So what happens if it turns out that EPA’s assumed electricity demand number is too low? Under a truly rate-based system, there would be no problem as long as the megawatts were generated from a system where the composite rate met the target emission rates per MWhr. But there are a host of practical and internal-to-CPP barriers erected to make it almost impossible for states to adopt a rate-based system that would average out their megawatts and their emissions to meet the targets.

Instead, states are forced / “encouraged” to adopt the mass-based system which sets an absolute cap on emissions. The economics alone will likely drive states in this direction given that that EPA estimates that a “rate-based” system will cost an annualized $8.4 billion by 2030 while a “mass-based” system will cost but $5.1 billion [RIA, p. ES-9]. And in such a mass-based system, states will have only one short-term option: trading emission allowances with other states to meet their targets.

This might be reasonable were the assumed demand reductions not so large. But the EPA assumes–and has built into the state CPP caps–that we can do without one-seventh (EIA’s estimate) or, at minimum, one twelfth (EPA’s Base Case) of the generation required in 2030 under business-as-usual. But if the CPP demand assumptions are wrong–and the data quoted above suggest there is every reason to believe that they are optimistic–we could be in for some very expensive surprises, especially if they are wrong across the board and few states have excess allowances to sell.

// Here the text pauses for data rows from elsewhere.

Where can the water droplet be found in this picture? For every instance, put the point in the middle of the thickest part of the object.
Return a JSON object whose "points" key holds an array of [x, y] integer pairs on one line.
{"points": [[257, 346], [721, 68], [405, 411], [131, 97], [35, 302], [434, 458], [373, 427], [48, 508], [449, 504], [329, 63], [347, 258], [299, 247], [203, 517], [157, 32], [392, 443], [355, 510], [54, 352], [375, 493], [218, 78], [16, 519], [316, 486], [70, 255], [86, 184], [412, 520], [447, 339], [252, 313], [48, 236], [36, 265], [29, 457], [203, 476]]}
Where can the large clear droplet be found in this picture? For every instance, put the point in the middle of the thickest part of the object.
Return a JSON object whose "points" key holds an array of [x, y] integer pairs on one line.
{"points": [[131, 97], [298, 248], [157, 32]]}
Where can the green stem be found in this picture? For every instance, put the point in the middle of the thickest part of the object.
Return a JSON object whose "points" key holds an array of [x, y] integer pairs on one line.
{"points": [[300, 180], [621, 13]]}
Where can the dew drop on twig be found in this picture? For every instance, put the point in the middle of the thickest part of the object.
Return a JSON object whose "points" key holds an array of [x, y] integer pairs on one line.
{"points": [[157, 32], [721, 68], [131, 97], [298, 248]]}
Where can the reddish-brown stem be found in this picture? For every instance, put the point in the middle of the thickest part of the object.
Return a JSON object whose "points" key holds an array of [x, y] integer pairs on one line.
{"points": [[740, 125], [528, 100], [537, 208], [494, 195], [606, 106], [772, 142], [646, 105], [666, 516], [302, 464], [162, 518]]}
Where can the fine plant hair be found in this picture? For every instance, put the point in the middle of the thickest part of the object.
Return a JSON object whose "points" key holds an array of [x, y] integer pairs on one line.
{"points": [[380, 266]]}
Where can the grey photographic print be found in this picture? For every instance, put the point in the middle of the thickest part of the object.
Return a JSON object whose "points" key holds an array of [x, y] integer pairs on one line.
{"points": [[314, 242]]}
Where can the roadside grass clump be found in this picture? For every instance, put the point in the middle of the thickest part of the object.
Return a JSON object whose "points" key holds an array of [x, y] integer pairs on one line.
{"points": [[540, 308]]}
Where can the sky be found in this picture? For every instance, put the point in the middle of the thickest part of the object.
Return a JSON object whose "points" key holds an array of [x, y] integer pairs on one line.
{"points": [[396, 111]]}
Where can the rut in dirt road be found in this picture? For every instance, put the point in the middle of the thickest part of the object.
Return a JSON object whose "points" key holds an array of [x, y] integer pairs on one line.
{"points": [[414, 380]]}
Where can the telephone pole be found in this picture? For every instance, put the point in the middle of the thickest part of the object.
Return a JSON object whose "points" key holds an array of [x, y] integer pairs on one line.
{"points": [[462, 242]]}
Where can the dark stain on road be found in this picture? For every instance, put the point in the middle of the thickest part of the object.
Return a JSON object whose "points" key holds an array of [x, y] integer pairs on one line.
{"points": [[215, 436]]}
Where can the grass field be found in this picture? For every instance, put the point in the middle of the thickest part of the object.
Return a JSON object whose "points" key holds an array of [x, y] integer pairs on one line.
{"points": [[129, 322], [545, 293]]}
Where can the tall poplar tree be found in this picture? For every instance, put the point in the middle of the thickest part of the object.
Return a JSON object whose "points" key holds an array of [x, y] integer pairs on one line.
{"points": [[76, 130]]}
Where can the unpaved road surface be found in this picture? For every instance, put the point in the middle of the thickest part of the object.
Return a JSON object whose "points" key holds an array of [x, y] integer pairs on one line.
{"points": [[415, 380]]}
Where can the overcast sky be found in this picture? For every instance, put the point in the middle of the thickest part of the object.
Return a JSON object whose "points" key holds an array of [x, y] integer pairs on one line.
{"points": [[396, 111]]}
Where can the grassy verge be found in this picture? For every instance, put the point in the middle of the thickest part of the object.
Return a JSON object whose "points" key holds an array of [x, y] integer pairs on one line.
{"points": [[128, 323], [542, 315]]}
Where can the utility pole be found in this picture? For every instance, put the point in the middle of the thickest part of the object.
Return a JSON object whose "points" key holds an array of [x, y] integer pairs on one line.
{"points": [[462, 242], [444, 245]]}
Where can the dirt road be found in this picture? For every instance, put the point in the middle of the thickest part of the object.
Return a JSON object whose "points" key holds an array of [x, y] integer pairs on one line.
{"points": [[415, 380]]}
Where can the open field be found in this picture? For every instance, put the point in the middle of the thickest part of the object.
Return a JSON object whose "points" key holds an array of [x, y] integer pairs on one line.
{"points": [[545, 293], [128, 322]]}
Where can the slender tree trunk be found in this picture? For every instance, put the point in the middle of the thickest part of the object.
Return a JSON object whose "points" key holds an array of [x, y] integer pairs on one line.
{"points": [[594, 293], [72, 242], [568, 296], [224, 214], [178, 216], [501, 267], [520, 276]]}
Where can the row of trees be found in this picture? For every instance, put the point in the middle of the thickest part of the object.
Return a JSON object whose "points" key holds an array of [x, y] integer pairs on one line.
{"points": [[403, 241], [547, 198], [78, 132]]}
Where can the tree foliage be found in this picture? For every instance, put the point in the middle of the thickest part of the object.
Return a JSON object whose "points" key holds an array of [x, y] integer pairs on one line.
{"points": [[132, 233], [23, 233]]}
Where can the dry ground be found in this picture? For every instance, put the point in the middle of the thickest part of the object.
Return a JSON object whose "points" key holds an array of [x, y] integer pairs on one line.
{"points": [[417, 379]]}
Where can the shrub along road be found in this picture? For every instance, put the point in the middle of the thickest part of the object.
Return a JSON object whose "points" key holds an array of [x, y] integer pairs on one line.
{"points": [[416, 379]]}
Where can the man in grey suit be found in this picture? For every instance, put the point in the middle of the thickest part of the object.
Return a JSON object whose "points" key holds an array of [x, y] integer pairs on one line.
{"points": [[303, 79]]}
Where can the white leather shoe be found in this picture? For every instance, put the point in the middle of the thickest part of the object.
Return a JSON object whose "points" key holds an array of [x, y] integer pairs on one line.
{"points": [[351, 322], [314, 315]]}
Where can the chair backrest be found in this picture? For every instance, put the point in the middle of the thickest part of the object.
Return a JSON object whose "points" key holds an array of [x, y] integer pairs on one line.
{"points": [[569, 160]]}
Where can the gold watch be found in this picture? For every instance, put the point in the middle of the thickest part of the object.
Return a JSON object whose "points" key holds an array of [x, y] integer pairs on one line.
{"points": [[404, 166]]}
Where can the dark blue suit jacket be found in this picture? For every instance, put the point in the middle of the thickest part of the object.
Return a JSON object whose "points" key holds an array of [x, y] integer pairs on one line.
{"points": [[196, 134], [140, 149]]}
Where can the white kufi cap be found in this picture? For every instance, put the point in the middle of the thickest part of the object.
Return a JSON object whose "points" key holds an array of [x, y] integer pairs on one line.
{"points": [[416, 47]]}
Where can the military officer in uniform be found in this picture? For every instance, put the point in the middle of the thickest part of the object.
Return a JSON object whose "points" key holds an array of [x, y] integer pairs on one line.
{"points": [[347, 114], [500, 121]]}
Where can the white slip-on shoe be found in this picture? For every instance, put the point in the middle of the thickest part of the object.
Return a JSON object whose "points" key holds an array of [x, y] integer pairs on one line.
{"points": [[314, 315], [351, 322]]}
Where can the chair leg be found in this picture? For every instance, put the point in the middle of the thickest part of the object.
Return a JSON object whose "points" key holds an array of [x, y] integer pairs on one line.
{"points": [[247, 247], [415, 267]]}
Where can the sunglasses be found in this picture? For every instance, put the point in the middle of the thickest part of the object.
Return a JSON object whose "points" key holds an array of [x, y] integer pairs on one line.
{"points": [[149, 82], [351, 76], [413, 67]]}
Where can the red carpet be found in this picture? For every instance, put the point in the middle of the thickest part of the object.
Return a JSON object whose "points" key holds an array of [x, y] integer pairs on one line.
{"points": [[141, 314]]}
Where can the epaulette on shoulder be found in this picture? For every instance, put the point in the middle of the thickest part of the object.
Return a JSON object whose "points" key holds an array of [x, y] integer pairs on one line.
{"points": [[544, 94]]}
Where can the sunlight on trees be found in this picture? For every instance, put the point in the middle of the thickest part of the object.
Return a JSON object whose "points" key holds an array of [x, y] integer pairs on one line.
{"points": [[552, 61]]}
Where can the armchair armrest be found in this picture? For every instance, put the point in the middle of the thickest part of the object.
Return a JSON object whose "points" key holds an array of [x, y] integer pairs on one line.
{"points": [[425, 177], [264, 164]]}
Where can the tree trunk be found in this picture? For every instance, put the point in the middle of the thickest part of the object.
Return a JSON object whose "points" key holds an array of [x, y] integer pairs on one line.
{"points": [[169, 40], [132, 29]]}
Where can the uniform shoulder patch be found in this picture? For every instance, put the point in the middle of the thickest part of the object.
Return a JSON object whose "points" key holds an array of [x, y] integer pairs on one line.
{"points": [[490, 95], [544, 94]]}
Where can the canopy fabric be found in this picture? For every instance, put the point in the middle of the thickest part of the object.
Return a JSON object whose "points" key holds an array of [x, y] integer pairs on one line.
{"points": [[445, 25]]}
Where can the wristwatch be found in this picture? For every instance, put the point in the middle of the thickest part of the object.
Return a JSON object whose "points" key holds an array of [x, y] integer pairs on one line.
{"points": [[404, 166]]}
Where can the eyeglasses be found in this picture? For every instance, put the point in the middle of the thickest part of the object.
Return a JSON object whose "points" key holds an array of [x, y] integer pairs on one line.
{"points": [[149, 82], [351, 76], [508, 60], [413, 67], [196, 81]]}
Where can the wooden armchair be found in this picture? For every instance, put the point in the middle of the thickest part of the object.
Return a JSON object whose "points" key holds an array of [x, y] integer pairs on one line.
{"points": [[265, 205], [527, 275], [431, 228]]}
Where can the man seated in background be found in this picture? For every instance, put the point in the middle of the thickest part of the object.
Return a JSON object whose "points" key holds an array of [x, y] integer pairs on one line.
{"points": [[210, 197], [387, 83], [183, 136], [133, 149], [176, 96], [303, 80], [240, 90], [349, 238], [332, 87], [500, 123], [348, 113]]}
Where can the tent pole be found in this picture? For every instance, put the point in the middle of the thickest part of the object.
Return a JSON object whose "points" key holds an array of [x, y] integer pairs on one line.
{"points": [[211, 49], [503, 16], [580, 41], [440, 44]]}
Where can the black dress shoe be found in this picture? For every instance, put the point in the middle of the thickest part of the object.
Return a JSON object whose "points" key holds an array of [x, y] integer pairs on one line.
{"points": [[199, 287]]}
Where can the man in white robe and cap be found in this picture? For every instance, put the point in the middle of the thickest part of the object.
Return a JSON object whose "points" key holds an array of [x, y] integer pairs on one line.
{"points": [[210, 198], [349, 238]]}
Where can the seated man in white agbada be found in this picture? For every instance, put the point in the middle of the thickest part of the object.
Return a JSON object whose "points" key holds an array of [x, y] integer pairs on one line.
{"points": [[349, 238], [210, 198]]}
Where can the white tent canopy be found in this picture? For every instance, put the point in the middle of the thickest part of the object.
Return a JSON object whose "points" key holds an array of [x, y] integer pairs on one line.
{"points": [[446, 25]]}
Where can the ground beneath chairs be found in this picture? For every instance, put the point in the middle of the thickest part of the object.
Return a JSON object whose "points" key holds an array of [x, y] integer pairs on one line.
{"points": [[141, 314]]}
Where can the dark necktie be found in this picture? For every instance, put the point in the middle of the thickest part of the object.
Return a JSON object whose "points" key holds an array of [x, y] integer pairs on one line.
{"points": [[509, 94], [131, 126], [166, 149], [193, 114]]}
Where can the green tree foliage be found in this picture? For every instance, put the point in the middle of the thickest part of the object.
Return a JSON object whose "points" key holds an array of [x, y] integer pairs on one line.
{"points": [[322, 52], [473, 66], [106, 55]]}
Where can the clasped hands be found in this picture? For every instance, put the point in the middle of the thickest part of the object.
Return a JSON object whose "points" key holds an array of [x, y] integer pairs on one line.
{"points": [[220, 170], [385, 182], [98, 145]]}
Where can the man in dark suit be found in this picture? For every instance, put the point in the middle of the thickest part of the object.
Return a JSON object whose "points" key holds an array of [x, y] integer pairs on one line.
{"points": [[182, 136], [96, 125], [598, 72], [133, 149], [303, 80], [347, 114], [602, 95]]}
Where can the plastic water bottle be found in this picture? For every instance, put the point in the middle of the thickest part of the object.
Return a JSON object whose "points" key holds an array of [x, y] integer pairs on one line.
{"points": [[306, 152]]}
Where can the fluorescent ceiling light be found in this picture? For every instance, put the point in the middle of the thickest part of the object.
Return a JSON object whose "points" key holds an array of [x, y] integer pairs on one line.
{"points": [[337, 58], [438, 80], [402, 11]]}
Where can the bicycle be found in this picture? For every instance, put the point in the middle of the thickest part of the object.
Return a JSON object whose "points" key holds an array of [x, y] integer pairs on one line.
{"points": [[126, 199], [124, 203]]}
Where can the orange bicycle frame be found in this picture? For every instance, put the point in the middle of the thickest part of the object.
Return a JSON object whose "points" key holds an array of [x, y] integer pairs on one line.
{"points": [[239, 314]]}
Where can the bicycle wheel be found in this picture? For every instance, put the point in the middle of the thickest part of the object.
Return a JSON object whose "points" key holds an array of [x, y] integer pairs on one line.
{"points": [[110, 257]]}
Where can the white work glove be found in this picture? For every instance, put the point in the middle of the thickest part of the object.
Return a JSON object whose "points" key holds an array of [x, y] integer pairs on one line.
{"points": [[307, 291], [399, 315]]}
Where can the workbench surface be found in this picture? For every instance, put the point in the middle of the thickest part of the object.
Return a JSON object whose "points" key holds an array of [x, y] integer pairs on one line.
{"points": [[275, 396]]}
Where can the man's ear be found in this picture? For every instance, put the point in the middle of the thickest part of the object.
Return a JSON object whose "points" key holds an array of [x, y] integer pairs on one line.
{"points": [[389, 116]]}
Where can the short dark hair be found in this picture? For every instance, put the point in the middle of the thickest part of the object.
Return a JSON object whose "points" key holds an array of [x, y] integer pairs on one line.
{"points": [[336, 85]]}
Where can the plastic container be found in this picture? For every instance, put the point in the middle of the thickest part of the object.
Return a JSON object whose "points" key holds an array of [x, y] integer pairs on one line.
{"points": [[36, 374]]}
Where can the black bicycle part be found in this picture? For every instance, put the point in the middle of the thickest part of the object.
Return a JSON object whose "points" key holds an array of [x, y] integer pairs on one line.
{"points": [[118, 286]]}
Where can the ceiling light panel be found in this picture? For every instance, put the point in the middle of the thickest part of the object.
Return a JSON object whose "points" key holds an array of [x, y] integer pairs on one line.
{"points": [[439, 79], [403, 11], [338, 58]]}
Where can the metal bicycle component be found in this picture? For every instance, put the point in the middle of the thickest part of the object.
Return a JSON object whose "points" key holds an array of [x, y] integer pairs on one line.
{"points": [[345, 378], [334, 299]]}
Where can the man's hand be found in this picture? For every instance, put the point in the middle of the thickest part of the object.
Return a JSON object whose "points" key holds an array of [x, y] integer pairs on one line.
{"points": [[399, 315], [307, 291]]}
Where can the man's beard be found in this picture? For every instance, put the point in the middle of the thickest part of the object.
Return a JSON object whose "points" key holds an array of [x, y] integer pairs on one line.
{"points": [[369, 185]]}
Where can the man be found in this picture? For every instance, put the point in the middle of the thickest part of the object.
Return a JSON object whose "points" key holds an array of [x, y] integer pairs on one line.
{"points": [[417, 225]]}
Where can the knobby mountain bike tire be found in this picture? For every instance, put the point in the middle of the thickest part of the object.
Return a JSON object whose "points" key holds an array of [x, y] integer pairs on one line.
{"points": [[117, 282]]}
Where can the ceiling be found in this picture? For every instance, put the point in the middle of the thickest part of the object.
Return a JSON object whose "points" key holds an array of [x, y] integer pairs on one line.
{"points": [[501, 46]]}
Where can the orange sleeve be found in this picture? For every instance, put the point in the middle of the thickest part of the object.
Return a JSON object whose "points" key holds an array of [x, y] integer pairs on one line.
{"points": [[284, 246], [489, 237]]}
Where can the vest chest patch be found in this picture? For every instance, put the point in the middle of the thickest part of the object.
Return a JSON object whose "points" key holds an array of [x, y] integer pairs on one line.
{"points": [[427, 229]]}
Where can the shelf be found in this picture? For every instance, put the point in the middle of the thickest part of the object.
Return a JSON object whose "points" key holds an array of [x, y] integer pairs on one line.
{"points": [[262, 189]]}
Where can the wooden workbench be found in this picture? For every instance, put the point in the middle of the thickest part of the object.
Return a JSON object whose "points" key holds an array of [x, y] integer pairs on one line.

In the longer term (2-3 years minimum) states could encourage providers to build new renewable capacity that (somehow) will overcome intermittency and meet base-load demand. Or they could add new gas-fired generation, which may be feasible under the new source provisions of the CPP (see below) but would mean missing the CPP emission targets, perhaps by a lot.

So what will happen? EPA claims in its Final Rule on page 349 that “the emission limitations reflective of the BSER [Best System of Emission Reduction] are achievable even if aggregate generation is not reduced through demand-side EE [Energy Efficiency].” That is correct: states could either mandate enough renewables to completely cover the demand (a potentially enormous amount of new capacity), or some additional renewables and gas-fired generation for back-up. Alas, this runs counter to EPA’s declared policies of avoiding leakage to new sources and not encouraging additional natural gas-fired capacity.

In fact, in order to avoid “leakage” to new sources, EPA is requiring states that adopt a mass-based cap to also adopt one of two measures to prevent this from happening.

  • Include new sources in the cap and allocate to all generators an additional 2.5% allowances, thus effectively capping new generation at that level; or
  • Set aside a number of allowances to be allocated to renewable providers and then (presumably) sold to new fossil fuel providers, which also effectively caps new gas generation.

Putting aside whether EPA can legally cap new gas-fired capacity in the context of a rule dealing with existing sources, we will see if either would provide an attractive or viable basis for a long-term investment like a power plant.

It is a considerable achievement for a single set of assumptions in the CPP to have such an impact on the feasibility of the plan and its potential economic and environmental consequences. We’d be a lot more comfortable if the demand number was not “exogenous” (in the technical vernacular), to the modeling process; i.e., input as an assumption, with the suspicion that it is there to make the emission reduction numbers work. We look forward to seeing the electricity industry’s reactions.